Drawbacks of Working With ChatGPT
Although I am happy with how the History Snacks site came out, most of my time was spend dealing with the drawbacks / challenges of working with ChatGPT. Although, eventually the benefits far out weighed the costs but I encountered the following challenges.
Realtime Content Generation is Too Slow
In the beginning I thought this would be the easiest project ever. I figured I'd simply have 2 web handlers, 1 for events(/events
) and 1 for the details (/event/{id}
) and for each, I'd simply make a completions API call and return the response.
However, each gpt-4o
call can take up to 30s! There are faster models available, but still, a modern web user will not wait 15s to see a webpage. Even if you could make it work streaming token style, it would be useless for indexing and social media sharing. Both of which will not wait 15s for a page.
Due to this, I had to "harvest" the data offline, store it in a DB and render the site from it. This is how I got 100ms response times.
Responses to Prompts are not Idempotent
If you ask ChatGPT for a list of events e.g. on "March 23rd" multiple times, it will not respond with the exact same list every time. I thought setting "temperature": 0.2
might help with this. It certainly improves the behavior but the list of events can still be different.
To address this, the History Snacks platform has the ability to run the "Harvest" multiple times and accumulate the super set of events seen so far. However, making this work in light of duplicates has it's own challenges.
Even for events that overlap between calls, the actual text might be different. If you've asked for metadata, that might still be a little different. Due to this, the duplication detection logic needs to be a little involved and can miss things. Hence, I couldn't make the whole pipeline work without some manual work involved.
Prompt Engineering (more of a personal drawback)
The quality of the responses depend heavily on the quality of your prompts. I couldn't help but feel it was more of art than a science. There was a lot of trial and error involved and you're still always left with a feeling that you can do better.
For an old school engineer like me, this was a little unnatural. It's a little ironic. I feel engineers choose their paths because engineering has simpler mechanics and is more deterministic than human nature. Now, we're making engineering more human!
This also basically means you have to spend $$ to get it right.
Cost?
I'm not sure if this is a real drawback. It wasn't for me personally. The only reason I mention it here is just the plain fact that it's there. To get the project to where I was happy with, I had spent close to $100 in trial and error. On the other hand, since all the data is now cached, it doesn't really cost much to keep it alive. Nonetheless, I have to keep on running the "harvesting" pipeline regularly just in case ChatGPT responds with a new event but this incremental cost shouldn't be that huge.

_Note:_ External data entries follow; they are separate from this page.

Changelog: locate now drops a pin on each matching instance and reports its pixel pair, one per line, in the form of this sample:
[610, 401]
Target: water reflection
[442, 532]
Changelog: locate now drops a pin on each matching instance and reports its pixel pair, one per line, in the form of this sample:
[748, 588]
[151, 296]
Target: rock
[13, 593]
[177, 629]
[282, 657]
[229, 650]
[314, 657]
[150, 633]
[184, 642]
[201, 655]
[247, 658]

However, given that all the other tech that I used in this project was practically free and that hosting fees for a small project like this would probably be cost of a decent burger per month, $100 to get it up and running might be and important fact for someone.
Conclusion
I thoroughly enjoyed working on this project and the output ended up being as good as I was hoping it to be. I got a chance to really learn about the nuances behind the LLM era of AI and I love solving technical challenges.
For me, the $100 spent was well worth it. LLMs are fun and interesting and I really enjoyed working with ChatGPT's version of the technology. Can't wait to try it again in another project.
I started the History Snacks project with a lot of skepticism. I felt us real engineers can't be replaced, but I had to see and experience it for myself. Now, I'm not too sure!